¹ Ophthalmology, Yokohama City University School of Medicine, Yokohama, Japan
² Ophthalmology, Tokyo Women's Medical University Medical Center East, Tokyo, Japan; Corneal Regeneration Research Team, Foundation for Biomedical Research and Innovation, Kobe, Japan
³ Corneal Tissue Regeneration, Tokyo University Graduate School of Medicine, Tokyo, Japan
⁴ Ophthalmology, University of Tokyo, Tokyo, Tokyo, Japan
⁵ Department of Ophthalmology, University of Tokyo School of Medicine, Tokyo, Tokyo, Japan
⁶ Ophthalmology & Visual Science, Yokohama City University, Kanagawa, Japan

^* To whom correspondence should be addressed. E-mail: syamagami-tky{at}umin.ac.jp.

	Abstract

Purpose. To analyze the outcome and immunological features after cultured corneal endothelial cell (CEC) transplantation in a murine model. Methods. CEC-deprived BALB/c corneas were reconstituted in vitro with an immortalized C3H-CEC cell line, and then transplanted orthotopically into recipient BALB/c mice with experimental bullous keratopathy. Graft survival rates, donor-specific delayed hypersensitivity (DTH), and mixed lymphocyte reactions were evaluated in recipient mice after grafting. Fates of CEC transplantation was assessed after adoptive transfer, regrafting, and immunization with C3H splenocytes. Results. Chimeric CEC allografts composed of cultured allogeneic CECs did not provoke any rejection reaction, a weak DTH, and little mixed lymphocyte reactions, unlike the high rejection rate of full-thickness corneal allografts.

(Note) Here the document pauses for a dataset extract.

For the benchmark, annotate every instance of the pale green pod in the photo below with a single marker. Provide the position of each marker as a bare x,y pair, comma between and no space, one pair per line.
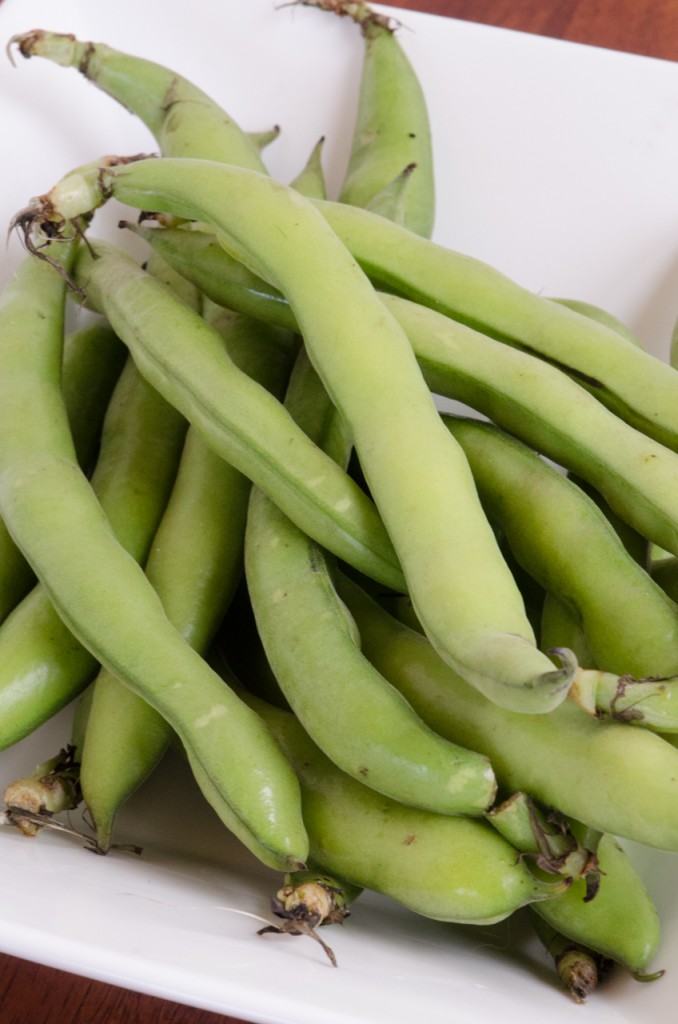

Adoptive transfer of splenocytes from mice that had accepted chimeric CEC allografts did not increase the graft survival rate after full thickness corneal transplantation and the rejection rate of a second full thickness graft was not improved in these mice, suggestive of no active immune suppression. Pre-sensitization by subcutaneous injection of splenocytes with the same haplotype as cultured CECs induced systemic DTH to the same allogeneic antigens, but did not promote the rejection of chimeric CEC allografts, suggesting that chimeric CEC allografts are ignored by the host immune system. Conclusions. These findings indicate that immunological ignorance rather than active immune suppression is important for the rejection-free acceptance of chimeric CEC allografts. Transplantation of corneal grafts formed with allogeneic CECs could be an ideal treatment strategy to overcome postoperative rejection.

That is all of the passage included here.